Write a Python program called histy.py that takes a single positional argument that may be plain text or the name of a file to read for the text. Count the frequency of each character (not spaces) and print a histogram of the data. By default, you should order the histogram by the characters but include -f|--frequency_sort option to sort by the frequency (in descending order). Also include a -s|--symbol option (default |) to represent a mark in the histogram, a -m|--minimum option (default 1) to include a character in the output, a -w|--width option (default 70) to limit the size of the histogram, and a -i|--case_insensitive flag to force all input to uppercase.
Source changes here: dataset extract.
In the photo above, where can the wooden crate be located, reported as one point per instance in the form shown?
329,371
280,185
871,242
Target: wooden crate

When run with no arguments or the -h|--help flag, print a usage:
$ ./histy.py
usage: histy.py [-h] [-s str] [-m int] [-w int] [-i] [-f] str
histy.py: error: the following arguments are required: str
$ ./histy.py -h
usage: histy.py [-h] [-s str] [-m int] [-w int] [-i] [-f] str
Histogrammer
positional arguments:
str Input text or file
optional arguments:
-h, --help show this help message and exit
-s str, --symbol str Symbol for marks (default: |)
-m int, --minimum int
Minimum frequency to print (default: 1)
-w int, --width int Maximum width of output (default: 70)
-i, --case_insensitive
Case insensitive search (default: False)
-f, --frequency_sort Sort by frequency (default: False)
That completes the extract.